MiloszKrajewski / K4os.Compression.LZ4

LZ4/LH4HC compression for .NET Standard 1.6/2.0 (formerly known as lz4net)
MIT License
675 stars 77 forks source link

Question: ReadAsync on LZ4EncoderStream? #57

Closed jdvor closed 3 years ago

jdvor commented 3 years ago

Is there a way how to set-up stream compression where something is reading from the compressing stream? In similar fashion to this:

var blobClient = containerClient.GetBlobClient(blobName);
using var fileStream = File.Open(filePath, FileMode.Open, FileAccess.Read, FileShare.Read);
using var lz4Stream = LZ4Stream.Encode(fileStream, lz4Opts, leaveOpen: true);

// blobClient is Azure.Storage.Blobs.BlobClient
// it will try to read lz4Stream and it will fail with InvalidOperationException: "Operation ReadAsync is not allowed for LZ4EncoderStream"
//    at K4os.Compression.LZ4.Streams.Internal.LZ4StreamBase.ReadAsync(Byte[] buffer, Int32 offset, Int32 count, CancellationToken cancellationToken)
var result = await blobClient.UploadAsync(lz4Stream, overwrite: true).ConfigureAwait(false);

lz4Stream.Close();
fileStream.Close();

The solution in this case might be an intermediary MemoryStream to which lz4Stream would be copied entirely, but that would kind of defeats whole purpose of streaming approach to compression, no?

This works, but feels wrong:

var blobClient = containerClient.GetBlobClient(blobName);
var fileInfo = new FileInfo(filePath);
using var fileStream = fileInfo.Open(FileMode.Open, FileAccess.Read, FileShare.Read);
using var intermediaryStream = new MemoryStream((int)fileInfo.Length / 4);
using var lz4Stream = LZ4Stream.Encode(intermediaryStream, lz4Opts, leaveOpen: true);
fileStream.CopyTo(lz4Stream);
lz4Stream.Flush();
intermediaryStream.Seek(0, SeekOrigin.Begin);

var result = await blobClient.UploadAsync(intermediaryStream, overwrite: true).ConfigureAwait(false);

lz4Stream.Close();
fileStream.Close();
MiloszKrajewski commented 3 years ago

I assume you want compression to be done on read. Like you give it uncompressed stream start reading from it and you get compressed bytes?

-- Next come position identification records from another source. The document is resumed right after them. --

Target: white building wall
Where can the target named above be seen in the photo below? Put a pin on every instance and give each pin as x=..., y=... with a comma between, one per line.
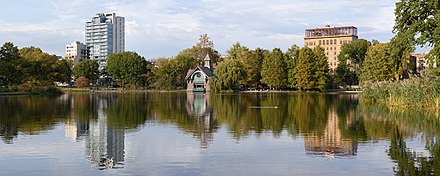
x=76, y=51
x=105, y=35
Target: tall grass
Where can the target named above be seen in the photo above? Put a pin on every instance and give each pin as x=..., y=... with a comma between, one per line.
x=420, y=91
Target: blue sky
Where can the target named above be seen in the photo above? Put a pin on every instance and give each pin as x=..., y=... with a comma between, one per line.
x=162, y=28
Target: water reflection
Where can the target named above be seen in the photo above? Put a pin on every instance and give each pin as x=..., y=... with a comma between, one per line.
x=331, y=143
x=104, y=144
x=331, y=126
x=205, y=125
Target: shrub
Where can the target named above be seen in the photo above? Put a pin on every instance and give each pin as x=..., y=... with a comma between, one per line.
x=423, y=91
x=82, y=82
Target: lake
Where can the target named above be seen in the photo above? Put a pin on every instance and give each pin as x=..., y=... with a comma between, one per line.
x=197, y=134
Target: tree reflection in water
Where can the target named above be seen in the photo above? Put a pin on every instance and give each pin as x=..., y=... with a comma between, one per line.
x=330, y=125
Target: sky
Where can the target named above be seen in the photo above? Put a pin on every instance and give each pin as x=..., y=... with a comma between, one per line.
x=162, y=28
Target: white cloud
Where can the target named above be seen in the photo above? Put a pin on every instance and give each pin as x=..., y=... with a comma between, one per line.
x=164, y=27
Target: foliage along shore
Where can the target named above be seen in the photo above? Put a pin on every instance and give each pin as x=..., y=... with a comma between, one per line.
x=41, y=90
x=419, y=91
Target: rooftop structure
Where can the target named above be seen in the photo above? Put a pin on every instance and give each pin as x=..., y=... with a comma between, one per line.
x=105, y=35
x=331, y=40
x=76, y=51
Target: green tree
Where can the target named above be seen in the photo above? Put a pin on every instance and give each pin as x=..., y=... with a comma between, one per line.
x=62, y=71
x=199, y=51
x=292, y=55
x=304, y=73
x=377, y=64
x=274, y=69
x=321, y=69
x=82, y=82
x=165, y=74
x=88, y=69
x=311, y=71
x=39, y=66
x=251, y=62
x=127, y=68
x=417, y=23
x=228, y=75
x=170, y=73
x=350, y=60
x=11, y=64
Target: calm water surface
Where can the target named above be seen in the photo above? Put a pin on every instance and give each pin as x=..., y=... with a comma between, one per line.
x=196, y=134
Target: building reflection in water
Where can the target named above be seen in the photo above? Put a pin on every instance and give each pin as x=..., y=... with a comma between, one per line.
x=331, y=143
x=198, y=107
x=104, y=146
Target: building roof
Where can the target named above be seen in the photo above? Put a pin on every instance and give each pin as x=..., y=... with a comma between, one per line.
x=207, y=58
x=208, y=72
x=331, y=32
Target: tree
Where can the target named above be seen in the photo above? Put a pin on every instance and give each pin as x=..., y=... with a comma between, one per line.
x=274, y=69
x=321, y=69
x=312, y=72
x=165, y=74
x=199, y=51
x=228, y=75
x=38, y=67
x=62, y=71
x=292, y=55
x=127, y=67
x=377, y=64
x=251, y=62
x=417, y=23
x=82, y=82
x=235, y=50
x=350, y=60
x=11, y=64
x=87, y=69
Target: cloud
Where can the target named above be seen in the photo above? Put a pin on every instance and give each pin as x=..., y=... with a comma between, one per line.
x=156, y=28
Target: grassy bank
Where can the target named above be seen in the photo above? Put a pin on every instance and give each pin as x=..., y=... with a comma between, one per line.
x=40, y=90
x=423, y=91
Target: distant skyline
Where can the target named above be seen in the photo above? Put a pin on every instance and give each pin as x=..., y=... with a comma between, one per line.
x=162, y=28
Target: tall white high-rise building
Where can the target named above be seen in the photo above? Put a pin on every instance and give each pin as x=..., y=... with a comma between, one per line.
x=76, y=51
x=105, y=35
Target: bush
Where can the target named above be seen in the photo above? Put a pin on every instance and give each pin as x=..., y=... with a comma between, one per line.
x=82, y=82
x=423, y=91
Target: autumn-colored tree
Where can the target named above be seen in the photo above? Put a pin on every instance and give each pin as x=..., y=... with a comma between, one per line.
x=82, y=82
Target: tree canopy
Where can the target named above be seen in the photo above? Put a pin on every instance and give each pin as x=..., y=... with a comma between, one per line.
x=87, y=69
x=377, y=64
x=417, y=23
x=228, y=75
x=350, y=60
x=10, y=62
x=312, y=71
x=127, y=68
x=274, y=69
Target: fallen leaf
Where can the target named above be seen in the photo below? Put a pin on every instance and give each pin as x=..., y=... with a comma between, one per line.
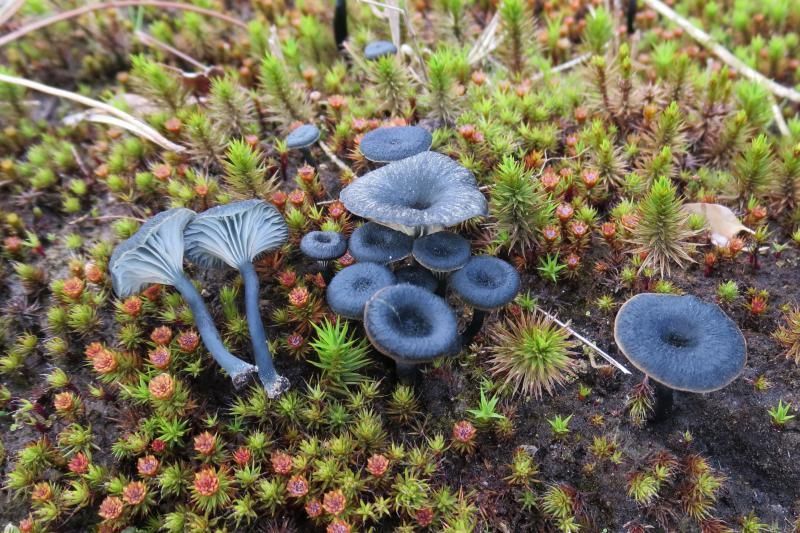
x=721, y=222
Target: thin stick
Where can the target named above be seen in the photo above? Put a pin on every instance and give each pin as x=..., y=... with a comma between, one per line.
x=59, y=17
x=587, y=342
x=722, y=53
x=132, y=122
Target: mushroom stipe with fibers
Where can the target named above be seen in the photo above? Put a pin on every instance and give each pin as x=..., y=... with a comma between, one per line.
x=235, y=235
x=411, y=326
x=681, y=343
x=154, y=254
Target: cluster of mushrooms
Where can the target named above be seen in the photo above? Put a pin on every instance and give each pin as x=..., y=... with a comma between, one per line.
x=230, y=235
x=406, y=260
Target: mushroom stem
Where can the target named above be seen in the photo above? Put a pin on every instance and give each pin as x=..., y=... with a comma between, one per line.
x=308, y=158
x=273, y=383
x=664, y=401
x=236, y=369
x=473, y=327
x=407, y=374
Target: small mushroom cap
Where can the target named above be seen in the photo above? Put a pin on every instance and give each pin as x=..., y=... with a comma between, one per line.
x=351, y=287
x=485, y=282
x=234, y=234
x=377, y=49
x=374, y=243
x=416, y=275
x=443, y=251
x=411, y=325
x=154, y=254
x=392, y=143
x=323, y=245
x=681, y=341
x=428, y=190
x=302, y=136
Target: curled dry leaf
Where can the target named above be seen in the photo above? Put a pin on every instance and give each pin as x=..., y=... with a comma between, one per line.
x=722, y=223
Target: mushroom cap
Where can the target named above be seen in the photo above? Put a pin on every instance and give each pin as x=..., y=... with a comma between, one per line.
x=154, y=254
x=410, y=324
x=302, y=136
x=374, y=243
x=376, y=49
x=428, y=190
x=443, y=251
x=416, y=275
x=323, y=245
x=485, y=282
x=351, y=287
x=680, y=341
x=392, y=143
x=234, y=234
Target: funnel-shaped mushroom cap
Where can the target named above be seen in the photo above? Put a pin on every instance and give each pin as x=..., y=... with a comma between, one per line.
x=411, y=325
x=416, y=275
x=443, y=251
x=485, y=282
x=323, y=245
x=377, y=49
x=374, y=243
x=154, y=254
x=392, y=143
x=681, y=341
x=234, y=234
x=302, y=136
x=350, y=289
x=428, y=190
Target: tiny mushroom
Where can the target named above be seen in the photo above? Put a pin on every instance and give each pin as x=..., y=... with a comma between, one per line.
x=441, y=252
x=411, y=326
x=681, y=343
x=377, y=49
x=323, y=247
x=417, y=195
x=350, y=289
x=235, y=235
x=302, y=138
x=154, y=254
x=485, y=283
x=416, y=275
x=392, y=143
x=374, y=243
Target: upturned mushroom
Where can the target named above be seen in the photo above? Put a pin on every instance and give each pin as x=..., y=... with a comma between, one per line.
x=392, y=143
x=375, y=243
x=442, y=252
x=417, y=195
x=377, y=49
x=154, y=254
x=235, y=235
x=302, y=138
x=350, y=288
x=323, y=247
x=411, y=326
x=485, y=283
x=681, y=343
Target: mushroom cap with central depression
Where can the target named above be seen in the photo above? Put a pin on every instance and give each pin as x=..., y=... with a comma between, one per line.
x=428, y=191
x=680, y=341
x=154, y=254
x=374, y=243
x=234, y=234
x=485, y=282
x=411, y=325
x=392, y=143
x=350, y=288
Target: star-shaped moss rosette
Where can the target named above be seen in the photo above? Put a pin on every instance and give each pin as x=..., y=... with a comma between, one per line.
x=417, y=195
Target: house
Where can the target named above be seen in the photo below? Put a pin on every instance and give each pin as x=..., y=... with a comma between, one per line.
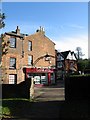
x=28, y=56
x=66, y=62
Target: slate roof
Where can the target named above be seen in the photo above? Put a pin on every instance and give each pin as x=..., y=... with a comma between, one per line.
x=13, y=33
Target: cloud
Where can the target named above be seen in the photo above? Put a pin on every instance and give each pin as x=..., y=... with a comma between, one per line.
x=76, y=26
x=70, y=43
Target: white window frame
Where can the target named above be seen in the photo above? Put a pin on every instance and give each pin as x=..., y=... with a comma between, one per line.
x=12, y=63
x=29, y=46
x=12, y=79
x=30, y=58
x=12, y=42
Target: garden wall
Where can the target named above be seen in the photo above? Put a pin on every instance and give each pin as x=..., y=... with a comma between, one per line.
x=21, y=90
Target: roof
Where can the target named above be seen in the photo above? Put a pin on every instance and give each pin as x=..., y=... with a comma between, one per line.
x=65, y=54
x=13, y=33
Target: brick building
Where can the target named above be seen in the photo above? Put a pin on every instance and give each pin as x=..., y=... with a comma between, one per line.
x=28, y=56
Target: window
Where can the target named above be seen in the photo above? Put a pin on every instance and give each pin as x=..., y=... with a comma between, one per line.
x=13, y=42
x=12, y=79
x=59, y=64
x=13, y=63
x=30, y=60
x=29, y=45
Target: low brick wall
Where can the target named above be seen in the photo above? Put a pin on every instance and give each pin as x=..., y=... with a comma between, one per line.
x=77, y=88
x=21, y=90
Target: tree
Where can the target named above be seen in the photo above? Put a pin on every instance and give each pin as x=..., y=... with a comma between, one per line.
x=79, y=53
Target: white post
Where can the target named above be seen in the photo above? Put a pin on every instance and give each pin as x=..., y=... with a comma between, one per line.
x=32, y=89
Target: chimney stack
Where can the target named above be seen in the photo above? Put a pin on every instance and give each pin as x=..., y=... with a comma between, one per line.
x=41, y=30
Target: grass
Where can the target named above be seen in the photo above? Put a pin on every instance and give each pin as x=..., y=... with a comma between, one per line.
x=14, y=107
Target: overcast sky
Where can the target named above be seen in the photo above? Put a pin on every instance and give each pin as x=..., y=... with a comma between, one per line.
x=65, y=23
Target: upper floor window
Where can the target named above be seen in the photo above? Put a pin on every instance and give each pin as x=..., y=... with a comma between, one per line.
x=13, y=63
x=12, y=79
x=13, y=42
x=30, y=60
x=59, y=64
x=29, y=45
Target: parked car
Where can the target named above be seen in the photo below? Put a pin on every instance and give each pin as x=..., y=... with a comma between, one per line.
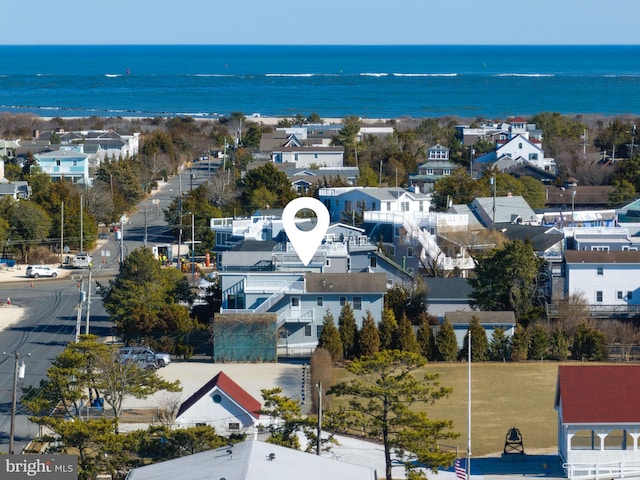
x=35, y=271
x=136, y=353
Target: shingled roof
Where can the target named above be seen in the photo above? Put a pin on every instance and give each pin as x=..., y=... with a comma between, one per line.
x=231, y=389
x=598, y=394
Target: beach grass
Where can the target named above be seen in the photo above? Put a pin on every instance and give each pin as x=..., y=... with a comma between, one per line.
x=503, y=395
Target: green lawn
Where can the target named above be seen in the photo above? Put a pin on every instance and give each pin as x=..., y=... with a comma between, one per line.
x=503, y=395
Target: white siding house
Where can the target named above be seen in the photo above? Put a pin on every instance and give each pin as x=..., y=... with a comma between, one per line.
x=610, y=279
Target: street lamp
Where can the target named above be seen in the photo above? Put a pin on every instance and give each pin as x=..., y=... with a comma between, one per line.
x=573, y=218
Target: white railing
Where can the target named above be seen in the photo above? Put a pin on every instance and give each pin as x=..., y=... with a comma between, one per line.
x=598, y=471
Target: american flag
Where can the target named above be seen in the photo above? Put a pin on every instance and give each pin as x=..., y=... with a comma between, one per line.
x=460, y=469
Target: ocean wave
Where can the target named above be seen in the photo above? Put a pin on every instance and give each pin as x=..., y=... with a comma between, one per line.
x=290, y=74
x=524, y=75
x=425, y=74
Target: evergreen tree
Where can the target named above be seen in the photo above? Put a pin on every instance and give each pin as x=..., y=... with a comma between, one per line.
x=446, y=343
x=330, y=337
x=500, y=345
x=368, y=338
x=425, y=338
x=479, y=342
x=519, y=344
x=589, y=343
x=406, y=339
x=387, y=329
x=558, y=345
x=348, y=331
x=538, y=342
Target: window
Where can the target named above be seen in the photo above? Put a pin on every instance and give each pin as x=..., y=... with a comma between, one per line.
x=357, y=303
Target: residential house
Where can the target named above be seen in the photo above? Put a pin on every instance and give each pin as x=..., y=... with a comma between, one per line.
x=490, y=321
x=494, y=211
x=222, y=404
x=609, y=281
x=301, y=300
x=345, y=203
x=252, y=460
x=306, y=157
x=598, y=420
x=68, y=163
x=447, y=294
x=436, y=167
x=517, y=147
x=303, y=179
x=421, y=240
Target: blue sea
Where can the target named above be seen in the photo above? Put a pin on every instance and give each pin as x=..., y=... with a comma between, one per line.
x=332, y=81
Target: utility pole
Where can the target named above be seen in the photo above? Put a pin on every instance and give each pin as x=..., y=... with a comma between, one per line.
x=493, y=218
x=81, y=224
x=86, y=327
x=469, y=410
x=61, y=231
x=319, y=433
x=18, y=372
x=79, y=313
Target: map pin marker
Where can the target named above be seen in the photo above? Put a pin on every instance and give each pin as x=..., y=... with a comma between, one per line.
x=305, y=243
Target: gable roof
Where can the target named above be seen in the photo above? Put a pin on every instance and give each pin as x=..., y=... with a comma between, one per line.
x=598, y=393
x=234, y=391
x=252, y=460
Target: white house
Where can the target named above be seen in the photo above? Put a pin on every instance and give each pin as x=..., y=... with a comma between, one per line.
x=610, y=281
x=222, y=404
x=252, y=460
x=307, y=156
x=598, y=420
x=357, y=200
x=69, y=163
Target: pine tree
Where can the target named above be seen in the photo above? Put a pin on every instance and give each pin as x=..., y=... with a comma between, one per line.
x=500, y=345
x=559, y=345
x=348, y=331
x=538, y=342
x=368, y=338
x=519, y=344
x=479, y=342
x=406, y=338
x=330, y=338
x=387, y=329
x=446, y=343
x=425, y=338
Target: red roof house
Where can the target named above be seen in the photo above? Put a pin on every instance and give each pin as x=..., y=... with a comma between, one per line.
x=599, y=419
x=221, y=403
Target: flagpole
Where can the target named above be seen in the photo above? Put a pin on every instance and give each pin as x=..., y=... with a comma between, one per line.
x=469, y=408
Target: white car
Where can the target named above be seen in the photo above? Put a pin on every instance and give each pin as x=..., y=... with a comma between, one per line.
x=35, y=271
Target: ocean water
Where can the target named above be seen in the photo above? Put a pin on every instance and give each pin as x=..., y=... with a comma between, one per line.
x=332, y=81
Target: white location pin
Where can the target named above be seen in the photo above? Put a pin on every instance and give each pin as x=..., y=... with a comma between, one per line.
x=305, y=243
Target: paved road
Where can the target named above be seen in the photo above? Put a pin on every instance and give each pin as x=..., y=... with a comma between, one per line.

<good-news> I understand what you need, and why you need it! </good-news>

<bad-news> It is not supported, LZ4Encoder/LZ4Decoder would enable it, but wiring in LZ4Stream would need to be totally reversed as it feels complicated. I know crypto stream does something like that (you can both encrypt or decrypt on both reads and writes), but it is much easier for crypt as input and output are the same size. </bad-news>

There are some good news though, not fantastic, but good:

<good-news> @AArnott created library allowing do do fancy things with streams: Nerdbank.Streams One of the classes is SimplexStream which allows to have a stream which you can write from one end and read from the other. I guess to avoid buffering everything (which would reduce it to the MemoryStream solution) you would need to compress/write on one thread, and read/upload on the other and then Task.WhenAll(...) for both tasks. Not exactly what you wanted, but not bad either. </good-news>

Is this helpful?

jdvor commented 3 years ago

Thanks, I will definitely check the Nerdbank.Streams.

Also I was thinking about somehow wiring up PipeReader & PipeWriter from System.IO.Pipelines with your LZ4 codec in between might do the trick.

I'll share the solution here if I would make something useful.

MiloszKrajewski commented 3 years ago

Success? Can I close it?